READ THE HAMZY COURT TRANSCRIPT
Acting District Court Judge Graham summarised the circumstances of the alleged offending as follows:
HIS HONOUR: There was a brief display of aggressive conduct on the part of the appellant. There was, however, no battery involved in this assault. He was, at the time, restrained by his hands being in handcuffs. He was able to be restrained by two Corrective Services officers who were escorting him. The incident was quickly contained without much drama and the appellant was able to be placed back in his cell expeditiously.
The following passage appeared at the conclusion of the transcript of the judgement of Acting District Court Judge Graham. This is the only reference in the transcript of the judgment where His Honour directly addresses the appellant.
HIS HONOUR: Mr Hamzy, I hope you were able to hear that. I hope I didn’; put you to sleep.
APPELLANT: No, your Honour, thank you very much for your judgment.
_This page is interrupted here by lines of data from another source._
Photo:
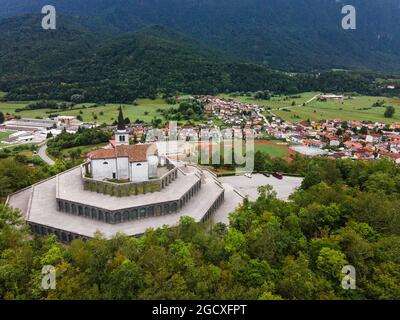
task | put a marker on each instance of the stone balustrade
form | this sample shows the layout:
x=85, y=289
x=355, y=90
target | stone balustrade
x=128, y=188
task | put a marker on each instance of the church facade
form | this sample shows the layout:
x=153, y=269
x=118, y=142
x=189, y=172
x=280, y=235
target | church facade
x=123, y=161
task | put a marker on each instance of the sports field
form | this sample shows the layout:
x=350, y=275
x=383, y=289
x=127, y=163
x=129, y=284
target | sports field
x=4, y=134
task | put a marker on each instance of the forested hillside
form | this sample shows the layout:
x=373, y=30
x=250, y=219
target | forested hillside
x=283, y=34
x=345, y=213
x=57, y=64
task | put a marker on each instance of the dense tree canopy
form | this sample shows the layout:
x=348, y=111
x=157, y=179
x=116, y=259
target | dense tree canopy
x=345, y=213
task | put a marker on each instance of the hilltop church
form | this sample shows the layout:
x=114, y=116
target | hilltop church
x=122, y=161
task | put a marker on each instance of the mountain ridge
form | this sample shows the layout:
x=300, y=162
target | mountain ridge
x=282, y=34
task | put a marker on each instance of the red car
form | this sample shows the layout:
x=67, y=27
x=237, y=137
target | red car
x=278, y=175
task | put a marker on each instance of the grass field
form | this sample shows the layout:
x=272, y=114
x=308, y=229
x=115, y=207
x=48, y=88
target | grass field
x=84, y=149
x=4, y=134
x=273, y=150
x=360, y=108
x=146, y=110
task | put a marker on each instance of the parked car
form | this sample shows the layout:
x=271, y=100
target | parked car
x=278, y=175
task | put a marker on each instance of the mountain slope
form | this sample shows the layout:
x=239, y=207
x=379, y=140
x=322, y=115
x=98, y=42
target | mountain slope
x=283, y=34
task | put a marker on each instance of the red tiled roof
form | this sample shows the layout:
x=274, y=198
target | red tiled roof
x=135, y=153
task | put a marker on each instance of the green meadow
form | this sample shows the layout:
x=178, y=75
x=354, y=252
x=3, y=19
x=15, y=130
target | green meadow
x=145, y=110
x=358, y=108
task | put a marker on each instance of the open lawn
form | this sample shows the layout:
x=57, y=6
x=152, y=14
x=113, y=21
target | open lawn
x=359, y=108
x=274, y=151
x=146, y=110
x=281, y=101
x=4, y=134
x=84, y=149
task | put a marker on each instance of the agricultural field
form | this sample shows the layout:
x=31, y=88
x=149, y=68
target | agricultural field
x=280, y=101
x=146, y=110
x=358, y=108
x=272, y=149
x=4, y=134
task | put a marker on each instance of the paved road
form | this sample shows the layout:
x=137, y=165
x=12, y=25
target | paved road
x=42, y=154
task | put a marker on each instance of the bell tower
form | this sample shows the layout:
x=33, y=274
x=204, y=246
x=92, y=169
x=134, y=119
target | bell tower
x=121, y=135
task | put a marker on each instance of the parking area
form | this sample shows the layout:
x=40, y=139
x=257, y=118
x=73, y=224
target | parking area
x=248, y=186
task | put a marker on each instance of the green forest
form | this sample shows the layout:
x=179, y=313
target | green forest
x=79, y=65
x=344, y=213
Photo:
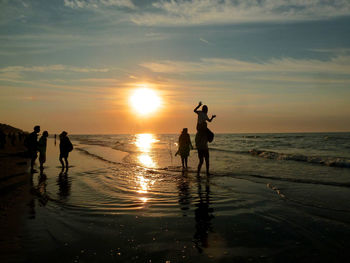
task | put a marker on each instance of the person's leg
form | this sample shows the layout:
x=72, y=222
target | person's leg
x=200, y=157
x=207, y=161
x=34, y=156
x=61, y=161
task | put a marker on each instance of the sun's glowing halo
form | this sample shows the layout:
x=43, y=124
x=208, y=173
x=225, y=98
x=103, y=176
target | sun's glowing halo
x=145, y=101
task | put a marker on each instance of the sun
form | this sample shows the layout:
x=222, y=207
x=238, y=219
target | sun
x=145, y=101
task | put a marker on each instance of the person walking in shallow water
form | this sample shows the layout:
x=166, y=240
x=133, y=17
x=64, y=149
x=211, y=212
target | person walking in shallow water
x=42, y=149
x=185, y=146
x=32, y=145
x=65, y=147
x=203, y=136
x=202, y=117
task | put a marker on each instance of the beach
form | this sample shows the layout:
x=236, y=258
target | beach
x=108, y=208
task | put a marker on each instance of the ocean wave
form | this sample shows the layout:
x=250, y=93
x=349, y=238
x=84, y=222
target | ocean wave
x=329, y=161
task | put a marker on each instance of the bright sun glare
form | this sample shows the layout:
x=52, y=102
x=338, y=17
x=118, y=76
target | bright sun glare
x=145, y=101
HIS HONOUR: I’ve accepted your application is valid and that the only appropriate response is to order a permanent stay of that particular charge. Obviously I took the view that I should make that order now rather than just say let’s wait until the Supreme Court has made its decision. That was a course which may have been open to you if you’d been interested in it but if you wanted to press on with your application then it was my obligation to make a decision about it.
The decision I have made will, however, or may however, be subject in the end to a decision of the Supreme Court which finds that I was wrong about some of the aspects of law or fact in this decision because there is an overlap between your challenge to the plan in the Supreme Court and the issues that I have had to decide in this case. Ultimately if the Supreme Court has a different view about the law and its application to the facts in this case and to the plan generally well that’s a higher court and their decision is the prevailing one but at this stage I have made those findings and reached those conclusions and acted accordingly. The validity of this prosecution isn’t, as I understand it, an issue that is directly involved in the Supreme Court anyway.
APPELLANT: Yes, your Honour.
HIS HONOUR: We’ll see what happens in the Supreme Court. Thank you for your assistance, Mr Hamzy, during the case. I’ve noted in one of the reports that you spent a lot of time on legal matters. I think that’s fairly obvious from the material that you’ve been able to put before the Court.
APPELLANT: Yes, thank you very much, your Honour.
HIS HONOUR: The Court will now adjourn.